It’s estimated that around 50 million Americans suffer from acne, for some, it’s mild and short-lived while for others it’s severe and painful. However, no one talks about the psychological effects this very visible skin condition can cause. Red irritation, blackheads, and texture on the front and center of the most visible part of the human body, it’s easy to understand the body image and self-esteem issues that can come with it.
We’re told smooth, flawless, and perfect skin is what’s beautiful while acne is disgusting, gross, and equates to being dirty. While acne can be caused by the skin not being properly cleansed, this is not usually the case. In fact, the cause of acne is almost limitless between hormonal changes, diet, stress, genetics, to product irritation.
Until I was 17, I had never dealt with any acne until I went on birth control causing my hormones to go all out of whack. From then on it was an entire nightmare, my acne was cystic (a more severe form of acne). The pain was unbearable, and I refused to leave the house without a full face of foundation and concealer.
I was spending unthinkable amounts of money on dozens of products which did little to nothing to help until I finally sought the help of a dermatologist. The visits took my acne from severe to moderate and gave me a better understanding of why this was happening, and that it wasn’t my fault.
I did, however, do more harm than good by caking my face and stripping my skin but I felt hideous and dirty. Until one day I ran out of foundation and my concealer was too dark, I was forced to leave the house without face makeup. No one stared, no one laughed, and the world did not end. I felt confident and empowered then I tried it again and got the same results.
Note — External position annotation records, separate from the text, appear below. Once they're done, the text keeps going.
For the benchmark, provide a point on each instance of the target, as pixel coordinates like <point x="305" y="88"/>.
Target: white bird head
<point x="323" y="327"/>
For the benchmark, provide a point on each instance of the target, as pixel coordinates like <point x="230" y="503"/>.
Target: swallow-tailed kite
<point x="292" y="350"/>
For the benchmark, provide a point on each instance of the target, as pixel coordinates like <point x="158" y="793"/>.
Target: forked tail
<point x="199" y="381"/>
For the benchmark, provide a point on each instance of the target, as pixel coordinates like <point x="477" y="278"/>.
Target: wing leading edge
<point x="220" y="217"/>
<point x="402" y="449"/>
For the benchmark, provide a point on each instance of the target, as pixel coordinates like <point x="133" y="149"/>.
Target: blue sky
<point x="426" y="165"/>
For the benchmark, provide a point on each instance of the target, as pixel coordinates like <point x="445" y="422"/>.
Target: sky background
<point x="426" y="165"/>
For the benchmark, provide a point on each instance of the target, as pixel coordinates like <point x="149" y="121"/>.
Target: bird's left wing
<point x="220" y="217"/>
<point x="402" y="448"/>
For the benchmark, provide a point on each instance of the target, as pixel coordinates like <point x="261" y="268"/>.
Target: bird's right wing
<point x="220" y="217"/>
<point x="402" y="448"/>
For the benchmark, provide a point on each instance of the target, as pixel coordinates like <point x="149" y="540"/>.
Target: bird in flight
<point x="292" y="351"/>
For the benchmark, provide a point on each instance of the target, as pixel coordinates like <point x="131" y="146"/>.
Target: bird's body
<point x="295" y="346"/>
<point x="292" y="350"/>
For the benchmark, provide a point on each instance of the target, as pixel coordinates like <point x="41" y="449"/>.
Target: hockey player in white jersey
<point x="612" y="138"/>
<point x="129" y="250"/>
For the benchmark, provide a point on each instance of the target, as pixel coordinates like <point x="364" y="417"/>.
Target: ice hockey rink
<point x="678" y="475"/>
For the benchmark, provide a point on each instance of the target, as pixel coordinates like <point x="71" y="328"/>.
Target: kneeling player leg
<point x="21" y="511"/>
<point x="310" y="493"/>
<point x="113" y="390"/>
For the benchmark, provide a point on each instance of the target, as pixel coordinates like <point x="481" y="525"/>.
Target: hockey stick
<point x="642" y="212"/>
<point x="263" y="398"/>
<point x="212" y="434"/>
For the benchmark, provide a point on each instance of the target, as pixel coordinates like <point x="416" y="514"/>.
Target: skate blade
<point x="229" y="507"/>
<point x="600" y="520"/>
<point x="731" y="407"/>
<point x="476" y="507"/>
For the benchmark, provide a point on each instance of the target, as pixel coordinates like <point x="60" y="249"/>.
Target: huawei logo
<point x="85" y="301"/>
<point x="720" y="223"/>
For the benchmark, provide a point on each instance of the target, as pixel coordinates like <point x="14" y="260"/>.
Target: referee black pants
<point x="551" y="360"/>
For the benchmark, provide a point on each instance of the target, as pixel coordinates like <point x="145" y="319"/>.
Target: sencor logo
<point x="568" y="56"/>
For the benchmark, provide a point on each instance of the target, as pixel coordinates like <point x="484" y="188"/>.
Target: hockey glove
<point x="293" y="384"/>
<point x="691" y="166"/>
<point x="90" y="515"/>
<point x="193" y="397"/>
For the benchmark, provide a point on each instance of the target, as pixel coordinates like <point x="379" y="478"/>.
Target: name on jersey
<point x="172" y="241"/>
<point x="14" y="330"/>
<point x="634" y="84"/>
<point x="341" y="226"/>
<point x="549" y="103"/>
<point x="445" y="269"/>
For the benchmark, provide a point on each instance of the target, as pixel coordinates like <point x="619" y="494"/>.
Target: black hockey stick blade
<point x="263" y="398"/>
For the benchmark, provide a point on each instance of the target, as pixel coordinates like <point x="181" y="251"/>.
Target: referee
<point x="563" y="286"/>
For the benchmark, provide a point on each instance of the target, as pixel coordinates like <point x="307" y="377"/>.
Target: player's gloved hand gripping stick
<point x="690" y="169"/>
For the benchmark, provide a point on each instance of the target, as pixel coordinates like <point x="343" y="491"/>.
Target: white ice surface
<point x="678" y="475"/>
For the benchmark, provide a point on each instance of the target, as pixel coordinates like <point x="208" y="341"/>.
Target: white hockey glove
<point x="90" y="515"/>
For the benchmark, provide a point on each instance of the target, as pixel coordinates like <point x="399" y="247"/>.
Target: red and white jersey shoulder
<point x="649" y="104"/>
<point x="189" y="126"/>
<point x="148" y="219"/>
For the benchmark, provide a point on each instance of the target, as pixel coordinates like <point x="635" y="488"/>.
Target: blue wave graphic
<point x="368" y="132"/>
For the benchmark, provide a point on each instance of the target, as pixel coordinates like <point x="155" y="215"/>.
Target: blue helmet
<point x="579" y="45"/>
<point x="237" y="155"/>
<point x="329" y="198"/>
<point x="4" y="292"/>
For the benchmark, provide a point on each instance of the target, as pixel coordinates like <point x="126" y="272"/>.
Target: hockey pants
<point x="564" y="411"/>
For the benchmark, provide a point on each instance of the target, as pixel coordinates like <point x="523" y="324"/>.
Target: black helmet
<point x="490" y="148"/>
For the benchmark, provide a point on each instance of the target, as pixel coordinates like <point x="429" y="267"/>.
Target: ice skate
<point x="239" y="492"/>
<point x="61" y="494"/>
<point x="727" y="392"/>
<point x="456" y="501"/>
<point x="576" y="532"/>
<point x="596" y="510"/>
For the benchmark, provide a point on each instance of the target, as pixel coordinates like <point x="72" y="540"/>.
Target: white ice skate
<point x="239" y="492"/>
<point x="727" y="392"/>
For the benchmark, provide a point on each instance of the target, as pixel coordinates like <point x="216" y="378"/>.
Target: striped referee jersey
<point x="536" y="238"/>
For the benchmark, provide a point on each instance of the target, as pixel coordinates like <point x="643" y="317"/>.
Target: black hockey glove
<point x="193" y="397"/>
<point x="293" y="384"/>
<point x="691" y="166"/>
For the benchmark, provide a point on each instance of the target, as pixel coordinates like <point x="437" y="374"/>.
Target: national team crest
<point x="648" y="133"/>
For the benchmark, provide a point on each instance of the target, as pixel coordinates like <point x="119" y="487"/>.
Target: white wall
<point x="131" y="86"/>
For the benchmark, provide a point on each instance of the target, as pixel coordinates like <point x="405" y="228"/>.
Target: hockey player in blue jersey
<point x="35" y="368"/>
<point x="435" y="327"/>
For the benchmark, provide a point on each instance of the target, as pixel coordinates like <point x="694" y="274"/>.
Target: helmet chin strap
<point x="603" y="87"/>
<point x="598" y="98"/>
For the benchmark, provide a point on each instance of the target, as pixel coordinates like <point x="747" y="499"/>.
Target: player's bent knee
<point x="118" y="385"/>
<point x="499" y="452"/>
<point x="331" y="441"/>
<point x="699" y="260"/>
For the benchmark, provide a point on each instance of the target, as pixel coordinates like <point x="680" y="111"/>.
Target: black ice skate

Eventually, I started to go without face makeup most of the week and not only did I see an improvement in my self-esteem but in my skin. My acne was calmer, pores smaller, and I could see my freckles. Today my relationship with my skin is better than ever. I make sure to use as minimal of products as possible and treat it when it needs it.
My acne journey leads me to a few conclusions like understanding that my acne does not define me as a person nor should it define you. Flaws and imperfections are a part who we are, and by accepting them, we take control of them.